Après un bref entretien, Wendy, qui avait constaté que, de toute évidence, la capacité d’Amy lui permettait seulement de guérir, l’inscrivit dans son carnet sous le registre “Guérisseur”.
Héroïne, la troisième candidate à passer le test, était dans la même situation.
Comme elle ne pouvait que transférer des maladies, n’ayant pas la capacité de les soigner, l’hôpital était le seul endroit où elle pourrait travailler.
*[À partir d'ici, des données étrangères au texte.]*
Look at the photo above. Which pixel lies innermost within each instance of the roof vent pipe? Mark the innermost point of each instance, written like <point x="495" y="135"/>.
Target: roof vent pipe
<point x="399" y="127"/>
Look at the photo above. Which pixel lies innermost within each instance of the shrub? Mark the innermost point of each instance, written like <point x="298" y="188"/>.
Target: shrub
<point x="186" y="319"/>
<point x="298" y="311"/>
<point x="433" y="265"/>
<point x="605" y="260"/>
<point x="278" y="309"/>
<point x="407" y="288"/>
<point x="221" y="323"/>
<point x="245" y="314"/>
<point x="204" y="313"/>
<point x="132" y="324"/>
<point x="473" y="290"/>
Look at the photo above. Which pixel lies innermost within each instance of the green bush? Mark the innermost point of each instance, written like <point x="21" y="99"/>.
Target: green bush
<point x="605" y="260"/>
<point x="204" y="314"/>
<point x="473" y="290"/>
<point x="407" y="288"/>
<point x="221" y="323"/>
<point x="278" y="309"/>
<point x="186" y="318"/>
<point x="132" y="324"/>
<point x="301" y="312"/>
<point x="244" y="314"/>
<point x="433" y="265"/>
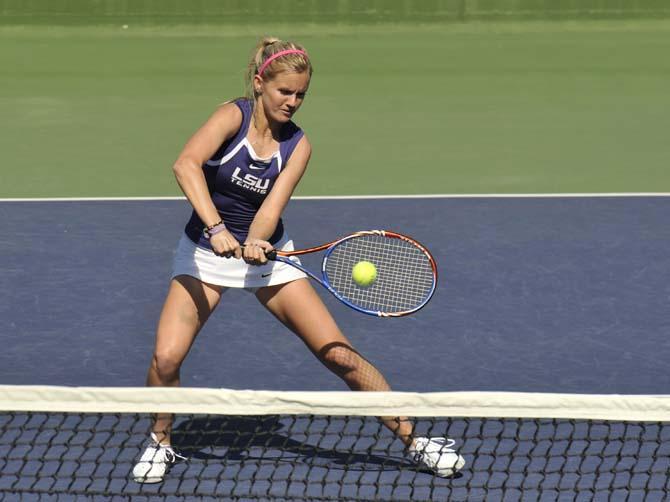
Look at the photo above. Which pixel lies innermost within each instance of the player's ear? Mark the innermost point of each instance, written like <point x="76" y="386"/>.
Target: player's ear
<point x="258" y="85"/>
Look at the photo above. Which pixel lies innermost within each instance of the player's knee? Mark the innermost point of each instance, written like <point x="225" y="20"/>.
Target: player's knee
<point x="166" y="364"/>
<point x="341" y="359"/>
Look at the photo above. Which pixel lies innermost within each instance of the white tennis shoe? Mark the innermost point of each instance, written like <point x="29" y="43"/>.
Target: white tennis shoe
<point x="437" y="455"/>
<point x="155" y="462"/>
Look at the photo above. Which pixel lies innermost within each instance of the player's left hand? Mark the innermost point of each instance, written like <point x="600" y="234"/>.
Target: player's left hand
<point x="254" y="251"/>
Se rappelant la fameuse peste causée par des organismes microscopiques, Wendy se dit qu’Héroïne pourrait peut-être aider Lily à mener des recherches en microbiologie. Toute à ses pensées, elle entoura d’un cercle le nom de la sorcière, persuadée qu’une fois que la jeune fille aurait reçu une instruction universelle et acquis ne serait-ce qu’un minimum de compréhension des Fondements Théoriques des Sciences Naturelles, sa capacité pourrait connaître des changements.
Epée Brisée fut la dernière à passer les tests d’évaluation.
Contrairement aux trois précédentes, cette sorcière aux cheveux d’argent n’avait jamais exercé sa capacité devant Joël ou Phyllis, aussi Wendy n’en avait-elle aucune idée.
– « Allez-y », dit-elle à Épée Brisée en inclinant la tête.
La jeune sorcière prit une profonde inspiration et ferma les yeux, invoquant son pouvoir magique. Aussitôt, son corps se mit à briller, rayonner et bientôt, elle se retrouva auréolée d’une lumière aveuglante.
Wendy plissa les yeux et recula de quelques pas. À en croire cette performance, Epée Brisée était sans aucun doute la plus puissante des quatre sorcières de Wolfheart.
Puis la lumière se dissipa. Wendy, qui n’en croyait pas ses yeux, en eut le souffle coupé :
La sorcière aux cheveux d’argent s’était volatilisée.
À l’endroit où elle se trouvait quelques secondes auparavant, une étrange épée était plantée dans la neige.